Black Spots on Lemon Tree Leaves
While black spots on the bark are clear-cut, the leaves of lemon trees can be affected by many more diseases.
In addition to black canker, such effects are typically caused by several fungal or bacterial diseases.
However, the buds and flowers of lemon trees turn black only in case of severe spring frost.
All pests that eat buds leave brown or reddish traces. You must protect the garden from recurrent frosts to avoid frost damage to flowers.
Recognizing scabs is quite easy, as virtually every gardener has seen fruits or leaves affected by this disease at least once.
Besides, lemon, apple, and pear trees are most often affected by scabs, and there are cases where a seedling was infected while still in the nursery.
So, you can identify scabs by the dark, brownish, gradually blackening spots that cover the leaves as early as spring and multiply with each passing week.
The fruits of an infected lemon tree stop developing, darken and become unfit for consumption or composting.
Treat lemon trees with Bordeaux mixture immediately after detecting the first brown spots.

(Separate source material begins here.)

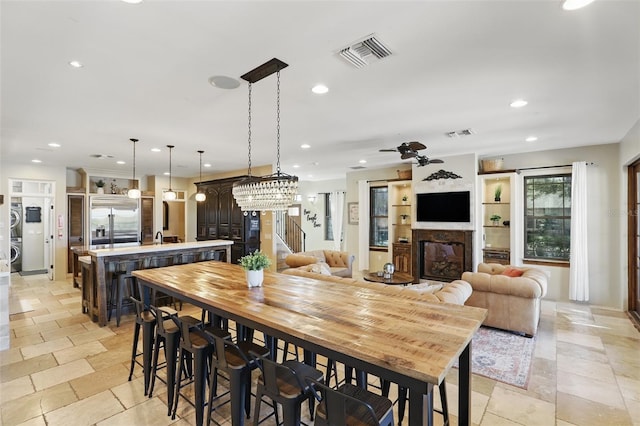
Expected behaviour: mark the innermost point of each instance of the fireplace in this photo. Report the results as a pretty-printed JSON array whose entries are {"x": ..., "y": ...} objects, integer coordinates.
[{"x": 441, "y": 255}]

The first treatment is done with a 3% solution at the beginning of the bud break.
Immediately after flowering, spray trees with a 1% solution, and 2-3 weeks after lemon trees have bloomed, you should spray with a copper fungicide (Amazon link)following the instructions for use.
Bacterial Blight (Bacterial Canker)
It’s pretty easy to spot powdery mildew, as practically every gardener has seen fruits or leaves affected by this disease at least once.
Besides, lemon, apple, and pear trees are the most common victims of powdery mildew, and cases where a seedling was infected while still in the nursery are pretty widespread.
So, you can tell a lemon tree has powdery mildew by the dark, brownish-black spots that gradually darken and cover the leaves in spring and only worsen with each passing week.
The fruits of an infected lemon tree stop growing, turn dark, and become useless for eating or composting.
To treat your lemon trees for powdery mildew, apply the Bordeaux mixture when you spot the first brown spots. Use a 3% solution of the preparation at the beginning of the bud break.
Once the lemon trees start flowering, spray them with a 1% solution, and 2-3 weeks after trees bloom, treat them with Copper-containing products at 3-week intervals between April and July for lemon canker management. Still, there is no cure for the disease.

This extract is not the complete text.